There are some infomercials on the Internet produced by an over-enthusiastic man that trigger me to click the “skip” button on YouTube. These are ten minutes or longer which makes the commercial longer than the music video or vlog post I wish to view.
What makes these particular infomercials especially annoying is the parade of lavish luxury goods. The camera follows the presenter through a palatial mansion festooned with swimming pools, elegant furnishings and more. In some of his earlier infomercials, the camera focuses on shelves packed with books in his garage. The speaker apparently also owns a fleet of Lamborghini super cars. The man presents himself as someone who has it all, and then some.
The last time I clicked “skip” on his 13-minute commercial, I dumped out of YouTube altogether so I could mentally analyze why I hate those infomercials.
I do not begrudge the desire people have to improve their well-being and lifestyles. In fact, a lovely home and a fine sports car are items I’d enjoy, too.
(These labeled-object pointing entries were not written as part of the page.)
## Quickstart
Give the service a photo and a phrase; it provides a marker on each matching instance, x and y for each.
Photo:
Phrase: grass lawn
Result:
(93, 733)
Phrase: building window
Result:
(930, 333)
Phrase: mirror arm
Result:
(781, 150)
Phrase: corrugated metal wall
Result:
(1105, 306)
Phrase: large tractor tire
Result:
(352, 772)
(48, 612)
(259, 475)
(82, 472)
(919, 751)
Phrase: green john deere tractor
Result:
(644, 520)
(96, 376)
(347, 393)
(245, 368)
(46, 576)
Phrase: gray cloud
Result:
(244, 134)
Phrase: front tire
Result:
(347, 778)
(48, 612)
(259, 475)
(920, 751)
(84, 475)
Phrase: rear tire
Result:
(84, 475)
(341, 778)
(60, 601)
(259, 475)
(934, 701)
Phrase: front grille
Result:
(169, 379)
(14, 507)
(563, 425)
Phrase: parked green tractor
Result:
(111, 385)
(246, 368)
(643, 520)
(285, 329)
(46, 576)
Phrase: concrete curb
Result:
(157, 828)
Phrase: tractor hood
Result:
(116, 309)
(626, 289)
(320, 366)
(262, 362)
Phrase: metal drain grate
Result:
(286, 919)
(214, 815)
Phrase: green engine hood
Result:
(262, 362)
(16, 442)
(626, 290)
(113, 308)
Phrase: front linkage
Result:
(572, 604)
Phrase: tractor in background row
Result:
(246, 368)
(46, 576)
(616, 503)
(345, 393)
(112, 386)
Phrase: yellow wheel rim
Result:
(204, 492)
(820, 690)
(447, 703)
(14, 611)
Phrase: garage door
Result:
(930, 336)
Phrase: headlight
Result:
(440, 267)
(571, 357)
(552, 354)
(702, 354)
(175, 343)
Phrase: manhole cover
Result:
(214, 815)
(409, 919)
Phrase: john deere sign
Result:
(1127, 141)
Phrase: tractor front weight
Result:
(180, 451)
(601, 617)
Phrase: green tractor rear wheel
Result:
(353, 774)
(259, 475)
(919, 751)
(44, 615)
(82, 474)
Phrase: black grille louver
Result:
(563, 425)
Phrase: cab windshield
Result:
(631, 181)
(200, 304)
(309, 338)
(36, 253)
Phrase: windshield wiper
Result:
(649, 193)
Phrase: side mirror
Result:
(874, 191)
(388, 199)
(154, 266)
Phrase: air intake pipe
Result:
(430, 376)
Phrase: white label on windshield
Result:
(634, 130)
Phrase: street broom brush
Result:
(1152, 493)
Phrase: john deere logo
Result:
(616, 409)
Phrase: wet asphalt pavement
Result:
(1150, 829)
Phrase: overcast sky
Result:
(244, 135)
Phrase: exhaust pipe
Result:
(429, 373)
Certainly wealth can be a very positive social tool. Earlier this month, we found out that basketball star LeBron James has opened an elementary school for at-risk children and will pay the college tuitions of every kid from that school who graduates from high school. What’s not to like about that?
James is just one of many celebrities and wealthy people who contribute millions of dollars to worthy causes. Most of these gifts are given without much fanfare. Indeed, philanthropy is a very worthy way to redistribute wealth and to improve the world around us.
The generosity of Johnny Carson to Norfolk, Nebraska throughout the years comes to mind. Carson funneled millions of dollars into community projects in my hometown. The Carson Cancer Center is a major regional medical facility that admirably serves the region. He also provided the bulk of the funding for the Johnny Carson Theatre that is part of Norfolk High School. He was also instrumental in founding the University of Nebraska at Lincoln’s “Johnny Carson School of Theatre & Film”. Even after his death, Carson’s foundations continue his philanthropic work.
Although society has a particular view of “having it all” that is quite limited, there is another way of “having it all”. The meaning of having it all expands the more that you expand. A person doesn’t need to have a palatial mansion, a Lamborghini, and a large philanthropic foundation in order to have it all.
Being content and grateful for what we have, some family, a good friend or two, and being alive to the world around us can define “having it all”. As I grow older, I’ve rediscovered the ages old truth that possessing good health is having it all. Without gratitude for what we already have, we will never have enough real estate, fine vehicles, private aircraft, adoring fans, or money. One could be the most powerful, wealthy person on the face of the Earth and yet not have it all.
The great Stoic philosopher Epictetus said it best. “Wealth consists not in having great possessions, but in having few wants.”
The Blue Jay of Happiness likes this Johnny Carson zinger: “Democracy is buying a big house you can’t afford with money you don’t have to impress people you wish were dead.”